I was trying to make a full-text search for a simple engine and i have realized i can not do it with InnoDB.
Now, i was wondering if I can convert only that table to MyISAM and still working with the others ones at the same time. This table has a foreign key with another table which is at the same time related with many others.
Thanks.
I'm really lost on which type of database engine should I pick for my table.
+-----------------------+
| id | userid | content |
+-----------------------+
Imagine this table. userid is holding user ids which are stored in another table. Also, some other tables are using the id field of this table. Therefore, I thought that setting id as primary key and userid as a foreign key would speed up the join processes. However, if I select my table as InnoDB to set foreign keys, then I cannot conduct a FULLTEXT search on content (which is a TEXT field).
So basically, if I switch back to MyISAM to use the FULLTEXT searches, will I have problems when joining, say, 3-4 tables of hundreds of millions of rows?
PS: If there is another liable way to create tables to handle both joins and fulltexts, please tell me so, I can change the tables structure as well.
Take a look at the answer for this question: Fulltext Search with InnoDB
In short, MyISAM locks an entire table when you write to it, so that will be bad for performance when you have a lot of writes to the table. The solution is to go for the InnoDB tables for the referential integrity, and use a dedicated search engine for the indexing/searchfing of the content (for example Lucene).
InnoDB scales better than MyISAM. If you're talking about hundreds of millions of row then go for InnoDB and adapt a search engine. AFAIK, FULLTEXT becomes really slow after a certain point. Therefore, go for InnoDB + a search engine of your choice.
Consider this scenario, my database table has 300000 rows and has a fulltext index. Whenever a search is done it locks the database and doesn't allow anyone else to login to the portal.
Any advice on how to get things sorted out here will be really appreciable.
Does logging on perform a write to the table? eg. a 'last visit' time?
If so you may expect behaviour something like this because MyISAM writes do a lock over the entire table. Usually this is avoided by not using noddy MyISAM and going to InnoDB instead, which has row-level locking (amongst other desirable database features).
The problem, of course, is that you only get fulltext search with MyISAM.
So you'll need to split your tables up. If you can keep the read-heavy and fulltext stuff in a different table to the stuff that needs writing (but linked using the same primary key), you can probably make it so that the two operations don't affect each other.
Better, migrate the bulk of the table to InnoDB, leaving only a fulltext field in MyISAM. Everything except fulltext searches can then steer clear of the MyISAM table, and use only the InnoDB table which exhibits much better locking performance. Personally, I now tend to store everything in the InnoDB table, including the text, and store a second copy of the text in the MyISAM table purely for fulltext searchbait purposes; this simplifies queries and code and brings the advantages of InnoDB's consistency to the text content, and I also use it to process the searchbait to get stemming and other features MySQL's fulltext doesn't normally support. But it does mean you have to spend a lot more space on storage.

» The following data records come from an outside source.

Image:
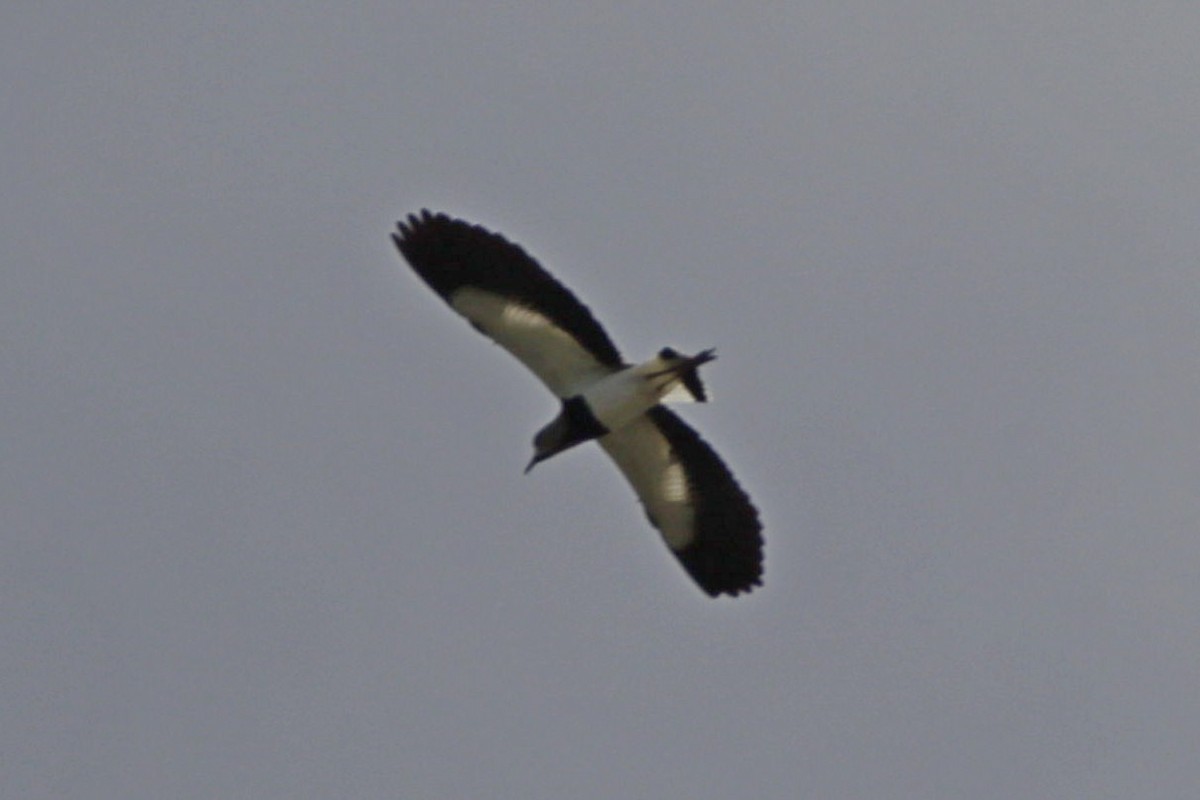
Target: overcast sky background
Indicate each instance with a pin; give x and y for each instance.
(263, 522)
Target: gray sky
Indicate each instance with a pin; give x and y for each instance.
(263, 527)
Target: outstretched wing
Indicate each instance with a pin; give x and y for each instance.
(509, 296)
(689, 494)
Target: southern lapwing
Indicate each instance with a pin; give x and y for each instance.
(689, 494)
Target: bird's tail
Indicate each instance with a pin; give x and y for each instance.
(683, 373)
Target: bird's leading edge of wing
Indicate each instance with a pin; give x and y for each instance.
(504, 293)
(690, 495)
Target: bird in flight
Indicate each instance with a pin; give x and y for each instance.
(689, 495)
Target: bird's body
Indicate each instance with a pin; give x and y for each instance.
(688, 493)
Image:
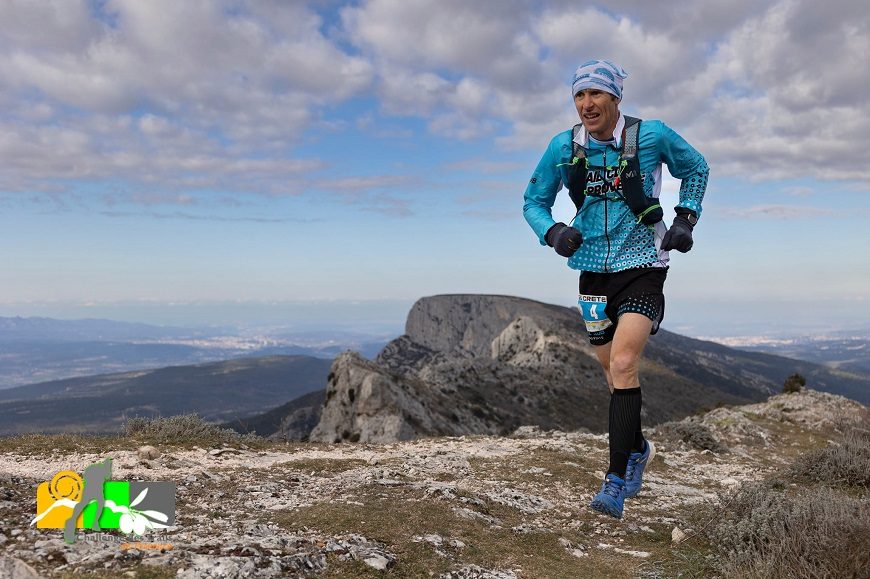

You can also improve matters by cutting down number of writes. For example if it is a 'last visit' timestamp you're writing, you can avoid writing that unless, say, a minute has passed between the previous time and now, on the basis that no-one needs to know the exact second someone last accessed the site.
If you use an external search engine or MySQL search plug-ins Lucene or Sphinx, they should be able to read and index without locking the table. They store a local version of the indexed records, so they don't have to read the table very often, and never need to write to it.